PZip is an encrypted file format (with optional compression), a command-line tool, and a Python file-like interface.
PZip is available on PyPI:
pip install pzip
For a full list of options, run pzip -h
. Basic usage is summarized below:
pzip --key keyfile sensitive_data.csv
pzip --key keyfile sensitive_data.csv.pz
Piping and outputting to stdout is also supported:
tar cf - somedir | pzip -z --key keyfile -o somedir.pz
pzip --key keyfile -c somedir.pz | tar xf -
PZip will generate an encryption key automatically, if you want:
pzip -a sensitive_data.csv
encrypting with password: HgHs4OIm4zGXkch6lTBIqg
pzip -p HgHs4OIm4zGXkch6lTBIqg sensitive_data.csv.pz
import os, pzip
key = pzip.Key(os.urandom(32))
with pzip.open("myfile.pz", "wb", key=key) as f:
f.write(b"sensitive data")
with pzip.open("myfile.pz", "rb", key=key) as f:
print(f.read())
To encrypt using a password instead of a random key (and thus use PBKDF2 instead of HKDF for key derivation):
with pzip.open("myfile.pz", "wb", key=pzip.Password("secret")) as f:
f.write(b"hello world")
By default, PZip will append the total plaintext length to the end of the file, both as a final integrity check, and a way for applications to quickly get the original file size. However, you can disable this by passing append_length=False
when opening a file/stream for writing:
with pzip.open(output_stream, "wb", key=secret, append_length=False) as f:
f.write(plaintext)
See the Encryption docs for more information.
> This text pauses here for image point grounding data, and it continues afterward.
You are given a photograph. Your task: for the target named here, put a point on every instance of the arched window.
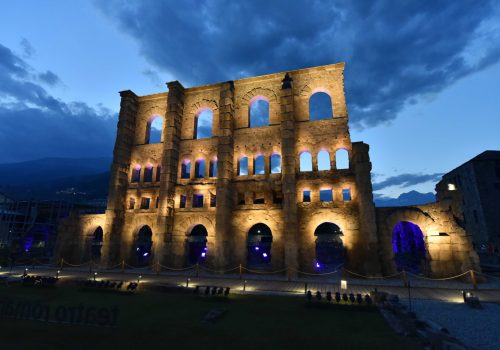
(197, 245)
(243, 166)
(136, 174)
(143, 245)
(148, 173)
(199, 169)
(258, 165)
(305, 161)
(320, 106)
(323, 160)
(154, 130)
(158, 173)
(342, 159)
(97, 239)
(213, 168)
(186, 169)
(330, 252)
(275, 163)
(203, 124)
(409, 247)
(259, 243)
(258, 112)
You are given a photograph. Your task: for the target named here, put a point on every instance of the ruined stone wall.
(448, 248)
(233, 203)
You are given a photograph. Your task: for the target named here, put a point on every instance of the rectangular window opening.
(197, 201)
(306, 196)
(277, 197)
(326, 195)
(182, 201)
(346, 194)
(145, 202)
(241, 199)
(131, 203)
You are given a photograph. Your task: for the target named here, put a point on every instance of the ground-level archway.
(259, 244)
(330, 251)
(409, 247)
(143, 245)
(96, 243)
(197, 245)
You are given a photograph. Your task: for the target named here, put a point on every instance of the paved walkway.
(277, 284)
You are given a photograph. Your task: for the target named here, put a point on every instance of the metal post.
(409, 294)
(473, 279)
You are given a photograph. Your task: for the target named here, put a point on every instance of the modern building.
(261, 172)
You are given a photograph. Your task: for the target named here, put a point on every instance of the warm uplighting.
(343, 284)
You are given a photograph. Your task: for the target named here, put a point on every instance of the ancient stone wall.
(168, 199)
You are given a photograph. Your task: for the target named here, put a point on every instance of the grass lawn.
(174, 321)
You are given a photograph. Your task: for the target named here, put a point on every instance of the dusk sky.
(422, 77)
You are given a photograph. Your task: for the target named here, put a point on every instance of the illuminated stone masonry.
(261, 172)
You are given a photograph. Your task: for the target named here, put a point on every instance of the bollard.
(473, 279)
(404, 278)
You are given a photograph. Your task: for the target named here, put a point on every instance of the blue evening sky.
(422, 78)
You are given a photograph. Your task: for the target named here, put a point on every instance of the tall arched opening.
(259, 244)
(409, 247)
(96, 246)
(197, 245)
(330, 251)
(143, 245)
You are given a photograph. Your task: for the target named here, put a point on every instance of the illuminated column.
(119, 179)
(225, 154)
(288, 173)
(168, 249)
(368, 261)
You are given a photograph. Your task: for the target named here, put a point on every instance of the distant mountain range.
(70, 179)
(86, 179)
(407, 198)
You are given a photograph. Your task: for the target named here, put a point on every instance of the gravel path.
(477, 328)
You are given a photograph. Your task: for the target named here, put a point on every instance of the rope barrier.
(439, 279)
(77, 265)
(487, 275)
(138, 268)
(176, 269)
(263, 272)
(218, 271)
(315, 274)
(372, 277)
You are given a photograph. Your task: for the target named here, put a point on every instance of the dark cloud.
(406, 180)
(396, 52)
(34, 124)
(49, 78)
(27, 48)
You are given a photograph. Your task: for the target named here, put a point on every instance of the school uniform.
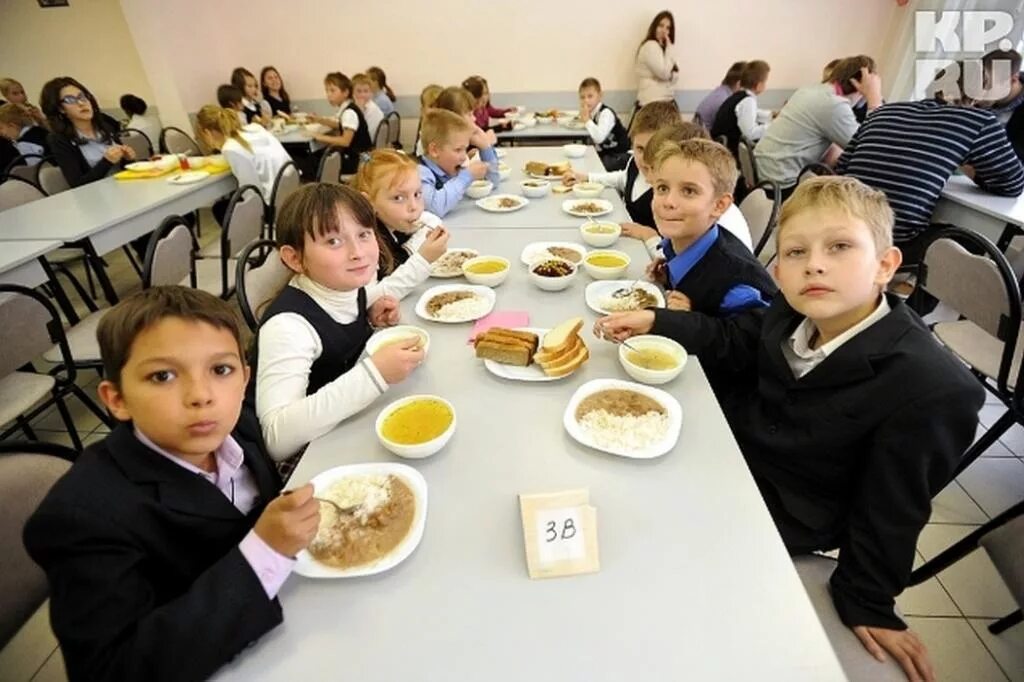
(719, 274)
(849, 442)
(153, 568)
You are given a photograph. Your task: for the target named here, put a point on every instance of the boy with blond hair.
(166, 543)
(445, 171)
(850, 416)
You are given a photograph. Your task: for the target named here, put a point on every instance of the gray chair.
(858, 665)
(260, 278)
(761, 208)
(27, 473)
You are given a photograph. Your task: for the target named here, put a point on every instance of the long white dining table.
(694, 582)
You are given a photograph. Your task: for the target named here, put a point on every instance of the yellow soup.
(651, 358)
(417, 422)
(485, 267)
(605, 260)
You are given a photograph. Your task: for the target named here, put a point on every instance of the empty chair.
(175, 140)
(261, 275)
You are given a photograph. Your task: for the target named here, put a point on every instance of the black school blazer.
(146, 581)
(851, 455)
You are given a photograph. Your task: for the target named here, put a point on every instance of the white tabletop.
(694, 582)
(545, 212)
(110, 212)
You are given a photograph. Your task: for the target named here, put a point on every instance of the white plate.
(187, 177)
(528, 373)
(657, 449)
(306, 565)
(491, 203)
(596, 292)
(568, 205)
(537, 250)
(484, 292)
(453, 273)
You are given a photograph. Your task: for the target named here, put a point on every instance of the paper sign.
(560, 533)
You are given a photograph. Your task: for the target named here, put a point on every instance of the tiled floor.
(950, 611)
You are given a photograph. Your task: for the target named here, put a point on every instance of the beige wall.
(89, 41)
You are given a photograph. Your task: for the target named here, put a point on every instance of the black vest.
(640, 210)
(617, 140)
(727, 263)
(726, 123)
(360, 141)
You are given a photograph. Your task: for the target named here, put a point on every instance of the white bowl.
(479, 188)
(552, 284)
(588, 189)
(389, 334)
(489, 279)
(601, 272)
(600, 240)
(535, 188)
(652, 376)
(421, 450)
(574, 151)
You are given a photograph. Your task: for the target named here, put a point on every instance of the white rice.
(466, 308)
(625, 432)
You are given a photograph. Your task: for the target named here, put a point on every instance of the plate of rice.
(624, 418)
(456, 303)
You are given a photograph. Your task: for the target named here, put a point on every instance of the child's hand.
(677, 301)
(638, 231)
(621, 326)
(397, 360)
(289, 523)
(435, 245)
(384, 311)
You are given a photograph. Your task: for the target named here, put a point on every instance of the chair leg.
(1007, 622)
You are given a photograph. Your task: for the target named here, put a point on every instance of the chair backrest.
(382, 136)
(748, 165)
(176, 140)
(259, 278)
(52, 181)
(138, 141)
(761, 208)
(25, 479)
(169, 256)
(394, 129)
(16, 190)
(330, 168)
(243, 220)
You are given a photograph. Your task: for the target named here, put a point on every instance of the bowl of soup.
(486, 270)
(600, 235)
(652, 359)
(606, 264)
(416, 426)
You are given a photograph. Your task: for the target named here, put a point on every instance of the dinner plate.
(538, 250)
(569, 207)
(597, 291)
(491, 203)
(306, 565)
(484, 292)
(656, 449)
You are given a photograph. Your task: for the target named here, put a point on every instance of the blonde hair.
(223, 121)
(718, 160)
(439, 125)
(846, 195)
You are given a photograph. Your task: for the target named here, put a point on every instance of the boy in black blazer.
(166, 544)
(850, 415)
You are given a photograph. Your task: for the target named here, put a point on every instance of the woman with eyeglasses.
(83, 139)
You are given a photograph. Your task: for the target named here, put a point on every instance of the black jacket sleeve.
(105, 614)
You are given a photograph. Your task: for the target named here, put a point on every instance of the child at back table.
(849, 415)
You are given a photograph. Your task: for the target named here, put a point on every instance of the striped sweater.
(909, 150)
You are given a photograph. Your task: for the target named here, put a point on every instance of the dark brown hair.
(122, 324)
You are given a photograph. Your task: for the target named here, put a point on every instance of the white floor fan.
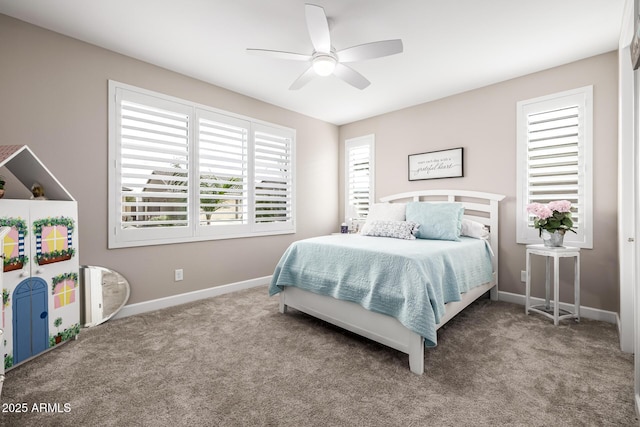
(325, 60)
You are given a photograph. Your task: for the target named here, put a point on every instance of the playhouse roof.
(27, 168)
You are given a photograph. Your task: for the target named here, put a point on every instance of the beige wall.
(483, 122)
(53, 97)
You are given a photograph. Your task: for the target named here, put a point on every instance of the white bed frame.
(481, 207)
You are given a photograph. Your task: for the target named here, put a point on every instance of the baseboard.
(157, 304)
(586, 312)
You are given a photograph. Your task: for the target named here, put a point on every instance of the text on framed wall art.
(436, 164)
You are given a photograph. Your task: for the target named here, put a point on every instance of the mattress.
(411, 280)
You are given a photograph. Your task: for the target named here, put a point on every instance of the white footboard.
(375, 326)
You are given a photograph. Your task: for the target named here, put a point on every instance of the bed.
(398, 290)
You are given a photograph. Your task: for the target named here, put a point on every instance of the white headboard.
(478, 206)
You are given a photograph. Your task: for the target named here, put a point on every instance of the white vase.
(553, 240)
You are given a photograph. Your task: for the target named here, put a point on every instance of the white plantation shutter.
(359, 175)
(554, 160)
(222, 170)
(154, 167)
(181, 171)
(273, 177)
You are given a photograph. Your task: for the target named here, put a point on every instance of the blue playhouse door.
(30, 319)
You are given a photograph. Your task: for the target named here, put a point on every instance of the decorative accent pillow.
(387, 212)
(438, 221)
(396, 229)
(474, 229)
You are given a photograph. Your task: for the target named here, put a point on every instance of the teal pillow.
(438, 221)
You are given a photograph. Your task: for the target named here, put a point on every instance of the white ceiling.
(449, 46)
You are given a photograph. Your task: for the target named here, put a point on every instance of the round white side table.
(549, 309)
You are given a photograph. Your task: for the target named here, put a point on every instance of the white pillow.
(474, 229)
(387, 212)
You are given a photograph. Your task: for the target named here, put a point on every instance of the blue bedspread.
(410, 280)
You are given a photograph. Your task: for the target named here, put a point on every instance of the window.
(64, 289)
(181, 171)
(554, 160)
(359, 176)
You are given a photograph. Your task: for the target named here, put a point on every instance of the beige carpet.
(235, 361)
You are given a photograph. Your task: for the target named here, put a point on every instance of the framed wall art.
(436, 164)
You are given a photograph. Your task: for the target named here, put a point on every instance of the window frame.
(193, 231)
(349, 144)
(583, 99)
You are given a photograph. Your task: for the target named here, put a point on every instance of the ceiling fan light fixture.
(324, 65)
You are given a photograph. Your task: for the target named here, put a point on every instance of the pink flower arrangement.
(554, 216)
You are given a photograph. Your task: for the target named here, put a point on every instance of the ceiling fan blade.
(351, 76)
(279, 54)
(370, 50)
(304, 78)
(318, 28)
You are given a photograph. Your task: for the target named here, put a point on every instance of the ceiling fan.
(325, 60)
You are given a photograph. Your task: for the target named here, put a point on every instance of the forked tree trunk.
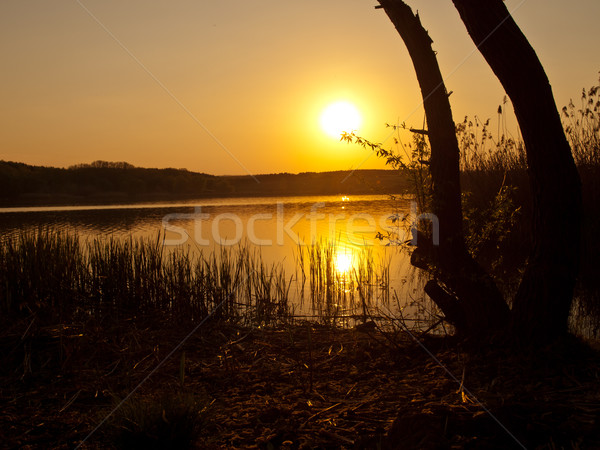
(543, 301)
(476, 306)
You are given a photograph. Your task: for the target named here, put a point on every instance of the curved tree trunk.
(541, 306)
(476, 306)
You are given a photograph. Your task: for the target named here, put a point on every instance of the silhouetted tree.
(467, 295)
(462, 289)
(543, 301)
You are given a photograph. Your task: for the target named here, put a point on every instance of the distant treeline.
(101, 181)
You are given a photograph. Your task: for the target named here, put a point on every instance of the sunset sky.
(238, 87)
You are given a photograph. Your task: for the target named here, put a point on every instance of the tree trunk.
(474, 292)
(542, 304)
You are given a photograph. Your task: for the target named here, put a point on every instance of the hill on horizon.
(107, 182)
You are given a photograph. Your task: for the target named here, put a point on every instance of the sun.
(339, 117)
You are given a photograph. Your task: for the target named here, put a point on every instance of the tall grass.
(343, 295)
(497, 202)
(59, 277)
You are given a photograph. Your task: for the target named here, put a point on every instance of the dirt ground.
(297, 386)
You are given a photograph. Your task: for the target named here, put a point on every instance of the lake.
(282, 229)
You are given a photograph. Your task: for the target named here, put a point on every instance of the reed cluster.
(343, 287)
(59, 277)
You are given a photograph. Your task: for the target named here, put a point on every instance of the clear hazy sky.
(232, 86)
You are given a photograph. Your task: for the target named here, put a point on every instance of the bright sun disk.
(339, 117)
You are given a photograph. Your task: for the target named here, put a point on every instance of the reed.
(58, 277)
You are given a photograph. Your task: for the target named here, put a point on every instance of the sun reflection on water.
(343, 262)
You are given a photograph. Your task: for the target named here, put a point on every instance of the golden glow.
(339, 117)
(343, 263)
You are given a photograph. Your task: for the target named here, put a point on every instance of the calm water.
(280, 228)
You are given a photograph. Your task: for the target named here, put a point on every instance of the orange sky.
(237, 87)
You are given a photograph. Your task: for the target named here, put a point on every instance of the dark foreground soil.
(300, 386)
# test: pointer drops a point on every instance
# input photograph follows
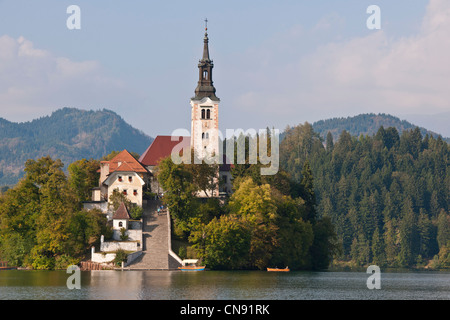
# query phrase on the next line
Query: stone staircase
(156, 232)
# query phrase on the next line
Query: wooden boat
(278, 269)
(191, 265)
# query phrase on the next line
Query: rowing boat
(278, 269)
(192, 268)
(190, 265)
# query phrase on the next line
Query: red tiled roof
(161, 148)
(124, 161)
(122, 212)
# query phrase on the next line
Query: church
(204, 139)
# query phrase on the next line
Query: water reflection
(218, 285)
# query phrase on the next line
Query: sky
(276, 63)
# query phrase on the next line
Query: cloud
(369, 73)
(35, 82)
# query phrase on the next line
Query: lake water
(227, 285)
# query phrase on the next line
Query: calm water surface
(212, 285)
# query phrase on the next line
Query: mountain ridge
(367, 124)
(72, 134)
(69, 134)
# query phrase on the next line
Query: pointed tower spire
(205, 87)
(205, 43)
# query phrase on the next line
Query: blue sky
(277, 63)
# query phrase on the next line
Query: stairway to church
(155, 235)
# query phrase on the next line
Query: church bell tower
(205, 108)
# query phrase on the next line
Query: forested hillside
(365, 124)
(68, 134)
(387, 194)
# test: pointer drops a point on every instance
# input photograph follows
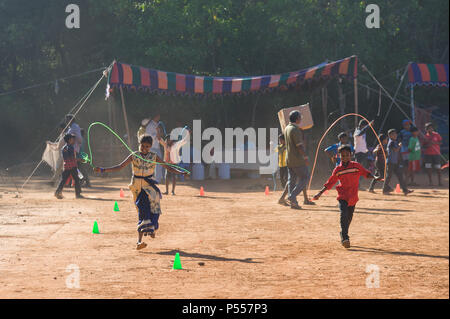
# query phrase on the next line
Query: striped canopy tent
(123, 75)
(422, 74)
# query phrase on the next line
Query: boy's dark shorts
(432, 161)
(169, 174)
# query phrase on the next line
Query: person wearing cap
(331, 151)
(404, 136)
(295, 159)
(359, 139)
(432, 152)
(70, 167)
(142, 128)
(74, 129)
(154, 131)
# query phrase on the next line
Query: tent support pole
(413, 111)
(355, 87)
(125, 118)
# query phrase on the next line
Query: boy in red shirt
(348, 173)
(432, 152)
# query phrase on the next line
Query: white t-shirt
(152, 131)
(360, 142)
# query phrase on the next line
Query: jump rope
(89, 159)
(329, 128)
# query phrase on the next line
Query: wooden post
(126, 122)
(355, 87)
(125, 119)
(413, 110)
(324, 107)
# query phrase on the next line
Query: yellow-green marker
(95, 229)
(177, 262)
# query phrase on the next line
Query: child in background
(331, 151)
(393, 164)
(281, 149)
(70, 167)
(145, 192)
(168, 145)
(432, 145)
(414, 154)
(348, 173)
(380, 160)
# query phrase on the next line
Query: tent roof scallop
(136, 77)
(422, 74)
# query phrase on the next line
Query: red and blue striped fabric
(427, 74)
(135, 77)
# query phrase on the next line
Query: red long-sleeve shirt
(349, 177)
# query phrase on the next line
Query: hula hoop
(326, 132)
(89, 159)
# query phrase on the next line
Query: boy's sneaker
(140, 246)
(346, 243)
(409, 191)
(283, 202)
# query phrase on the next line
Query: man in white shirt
(74, 129)
(154, 131)
(359, 138)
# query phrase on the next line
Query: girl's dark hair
(294, 116)
(382, 137)
(67, 137)
(344, 147)
(146, 139)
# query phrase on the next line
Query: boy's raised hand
(317, 196)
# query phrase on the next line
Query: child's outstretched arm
(114, 168)
(328, 185)
(169, 168)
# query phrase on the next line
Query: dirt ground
(235, 242)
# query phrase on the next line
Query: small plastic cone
(177, 262)
(95, 229)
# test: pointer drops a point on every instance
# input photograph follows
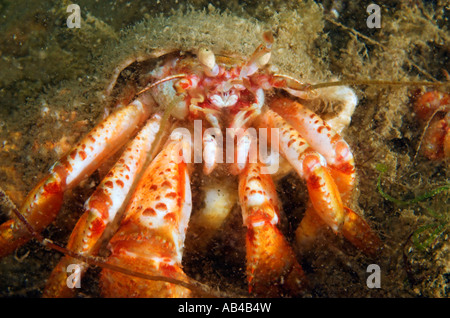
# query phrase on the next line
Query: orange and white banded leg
(43, 203)
(324, 193)
(150, 238)
(324, 139)
(102, 207)
(271, 264)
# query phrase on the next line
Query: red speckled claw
(271, 264)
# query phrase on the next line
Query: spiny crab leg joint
(154, 200)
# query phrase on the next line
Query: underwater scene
(132, 138)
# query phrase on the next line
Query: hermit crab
(222, 113)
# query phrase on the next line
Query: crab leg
(271, 263)
(324, 139)
(150, 239)
(102, 207)
(44, 202)
(323, 191)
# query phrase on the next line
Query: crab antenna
(260, 57)
(165, 79)
(208, 60)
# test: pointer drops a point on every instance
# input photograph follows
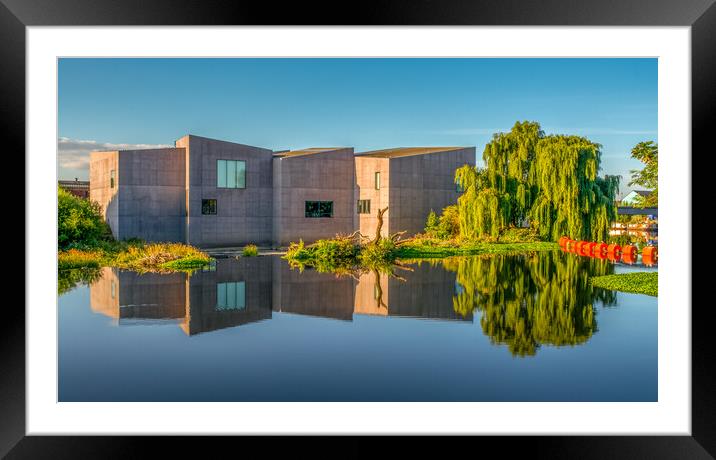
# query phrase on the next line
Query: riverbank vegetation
(636, 282)
(85, 242)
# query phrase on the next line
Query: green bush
(79, 221)
(378, 254)
(446, 226)
(519, 235)
(250, 250)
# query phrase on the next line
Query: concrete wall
(365, 168)
(419, 183)
(101, 163)
(147, 200)
(152, 194)
(324, 176)
(243, 215)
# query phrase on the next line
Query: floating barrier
(629, 254)
(614, 252)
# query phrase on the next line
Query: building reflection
(233, 292)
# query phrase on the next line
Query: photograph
(366, 229)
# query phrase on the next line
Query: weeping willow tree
(533, 300)
(550, 180)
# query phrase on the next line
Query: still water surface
(497, 328)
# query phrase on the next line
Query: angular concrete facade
(312, 175)
(243, 215)
(413, 181)
(212, 193)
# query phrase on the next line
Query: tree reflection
(530, 300)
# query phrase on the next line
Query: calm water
(498, 328)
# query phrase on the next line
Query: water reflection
(532, 300)
(523, 302)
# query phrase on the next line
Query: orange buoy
(648, 260)
(650, 251)
(599, 250)
(629, 254)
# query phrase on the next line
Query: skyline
(365, 103)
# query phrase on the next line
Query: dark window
(208, 207)
(319, 209)
(230, 174)
(363, 206)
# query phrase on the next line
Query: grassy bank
(425, 248)
(343, 254)
(136, 256)
(637, 282)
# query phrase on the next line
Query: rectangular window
(231, 296)
(208, 207)
(363, 206)
(230, 174)
(319, 209)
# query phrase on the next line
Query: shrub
(378, 254)
(519, 235)
(78, 258)
(250, 250)
(79, 221)
(446, 226)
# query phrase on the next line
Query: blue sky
(362, 103)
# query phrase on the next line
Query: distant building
(632, 198)
(212, 193)
(76, 187)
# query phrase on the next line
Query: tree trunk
(380, 225)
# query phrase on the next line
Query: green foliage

See the File Format docs for more information.
Why does this exist?
Nothing PZip does couldn't be done by chaining together existing tools - compressing with gzip
, deriving a key and encrypting with openssl
, generating a MAC (if not using GCM), etc. But at that point, you're probably writing a script to automate the process, tacking on bits of data here and there (or writing multiple files). PZip simply wraps that in a nice package and documents a file format. Plus having a Python interface you can pretty much treat as a file is super nice.
Why not store filename?
Storing the original filename has a number of security implications, both technical and otherwise. At a technical level, PZip would need to ensure safe filename handling across all platforms with regards to path delimiters, encodings, etc. Additionally, PZip was designed for a system where user-generated file attachments may contain sensitive information in the filenames themselves. In reality, having a stored filename is of minimal use anyway, since the default behavior is to append and remove a .pz
suffix when encrypting/decrypting. If a .pz
file was renamed, you would have a conflict that would likely be resolved by using the actual filename (not the stored filename) anyway. With all of that said, PZip does specify a FILENAME
tag for applications that wish to store it.